El Documento final del Sínodo insiste en un concepto decisivo que enlaza todas sus partes: la conversión que, ya en el Instrumentum laboris, aparecía vinculada a la noción de reforma. Esta necesaria respuesta voluntaria y liberadora a la llamada del Evangelio consiste en la renuncia a ser nuestro propio creador, a buscarnos únicamente a nosotros mismos y aceptar depender de Dios, del amor creativo, a entrar en el dominio del misterio desde la entrega confiada en la comunidad de la Iglesia. En la realidad de la conversión elegimos la reciprocidad de amor, la disponibilidad total a dejarnos formar y guiar por la Verdad que no es una idea, sino una persona que nos conoce, llama y acompaña y a quien asumimos como referente primordial de nuestra existencia. Creo, sinceramente, que la conversión, más que un acto de fe, es una realidad de amor caritas (cf. 1 Cor 13,13). Solo desde esta experiencia de amor fundante y esencial, los consagrados podemos asumir la causa de Jesús, proseguir su proyecto, su realidad salvífica para la existencia propia y ajena. Y solo así encontramos el sentido, porque la referencia fundamental del cristianismo no es la fe en Dios, sino el amor: amor a Dios y amor al prójimo. En este contexto, fe no significa «creer en la existencia de Dios», sino «creer en el amor de Dios».
Ahora bien, san Agustín, con frase rotunda, advierte que «aunque se nos encarece en primer lugar el amor de Dios, por ser mayor, y luego el amor al prójimo, se comienza por el segundo para llegar al primero: pues si no amas al hermano, a quien ves, ¿cómo puedes amar a Dios, a quien no ves? (cf. 1 Jn 4,20)». De ahí que el cristiano, especialmente el consagrado, «sabe que no puede olvidar a los pobres, a los últimos, a los excluidos, a los que no conocen el amor y están sin esperanza, ni a los que no creen en Dios o no se reconocen en ninguna religión instituida. Los lleva al Señor en la oración y luego sale a su encuentro, con la creatividad y audacia que le inspira el Espíritu»20. La misericordia, de la que tantos testimonios encontramos en los institutos de vida consagrada, no es una filantropía genérica, ni una mera compasión; consiste en encontrar a Jesucristo en la persona sufriente. Y nuestra misión es la de curar a los heridos y fortalecer a los débiles (cf. Ez 34,16). Por eso, «la voluntad de escuchar a todos, especialmente a los pobres, que promueve el estilo de vida sinodal, contrasta fuertemente con un mundo en el que la concentración de poder excluye a los pobres, a los marginados y a las minorías. La concreción del proceso sinodal ha mostrado hasta qué punto la Iglesia misma necesita crecer en esta dimensión».

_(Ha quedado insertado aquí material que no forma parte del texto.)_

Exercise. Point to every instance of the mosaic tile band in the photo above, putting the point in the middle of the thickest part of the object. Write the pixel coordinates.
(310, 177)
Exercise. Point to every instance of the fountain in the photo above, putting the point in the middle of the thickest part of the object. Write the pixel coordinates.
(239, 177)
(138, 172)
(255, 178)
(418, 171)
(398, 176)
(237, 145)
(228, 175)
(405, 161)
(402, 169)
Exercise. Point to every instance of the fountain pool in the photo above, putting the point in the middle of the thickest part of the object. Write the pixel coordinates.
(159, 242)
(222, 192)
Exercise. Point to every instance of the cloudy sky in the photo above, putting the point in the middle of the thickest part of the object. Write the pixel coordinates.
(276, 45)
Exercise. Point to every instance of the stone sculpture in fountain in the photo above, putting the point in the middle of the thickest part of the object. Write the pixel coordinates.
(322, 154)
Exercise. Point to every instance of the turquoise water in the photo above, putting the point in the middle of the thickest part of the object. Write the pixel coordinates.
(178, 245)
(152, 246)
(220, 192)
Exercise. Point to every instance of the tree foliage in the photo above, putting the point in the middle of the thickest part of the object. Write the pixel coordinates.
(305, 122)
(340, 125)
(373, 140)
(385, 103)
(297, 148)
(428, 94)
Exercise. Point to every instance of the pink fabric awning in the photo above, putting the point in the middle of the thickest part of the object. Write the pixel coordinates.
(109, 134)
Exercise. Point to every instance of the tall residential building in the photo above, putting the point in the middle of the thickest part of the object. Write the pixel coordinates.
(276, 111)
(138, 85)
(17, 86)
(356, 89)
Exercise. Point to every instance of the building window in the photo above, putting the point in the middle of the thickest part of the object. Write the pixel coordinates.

Mi experiencia, no solo en el Sínodo de los Obispos, sino en todo el proceso sinodal, a pesar de las dificultades, el cansancio, las resistencias al cambio, es la de haber vivido un auténtico kairós, una oportunidad que el Señor nos ofrece, un regalo de su gracia. Se concreta ahora el anuncio del papa san Juan Pablo II de que Dios está preparando una gran primavera cristiana, de la que ya se advierte su comienzo. Lo peor que nos puede ocurrir —son palabras del papa Francisco— es caer en el «sueño del espíritu», es decir, dejar adormecer el corazón, anestesiar el alma, almacenar la esperanza en los rincones oscuros de la decepción, la resignación y, en ocasiones, la amargura. Por eso la tarea de los consagrados es la de «cultivar con alegría y humildad la pequeña semilla que se nos confía, con la paciencia de quien siembra sin esperar nada, y de quien sabe esperar los tiempos y las sorpresas de Dios». A pesar de los límites, la aparente lentitud o la desigual implicación, la semilla sembrada ya está dando frutos. Se requiere humildad y paciencia. Y confiar en el Espíritu, que hace su obra. Como advertía el papa Francisco, tal vez nos falte hoy esta pequeña virtud humilde que es la esperanza. Tenemos versiones mundanas: el optimismo, el buen sentido… Pero no se trata de esto, sino de la esperanza, la más pequeña pero la más fuerte de las virtudes, la que no decepciona nunca. Seguimos haciendo camino, santo pueblo fiel de Dios, asumiendo con gratitud el Jubileo 2025. Mirar el futuro con esperanza equivale a tener una visión de la vida llena de entusiasmo para compartir con los demás.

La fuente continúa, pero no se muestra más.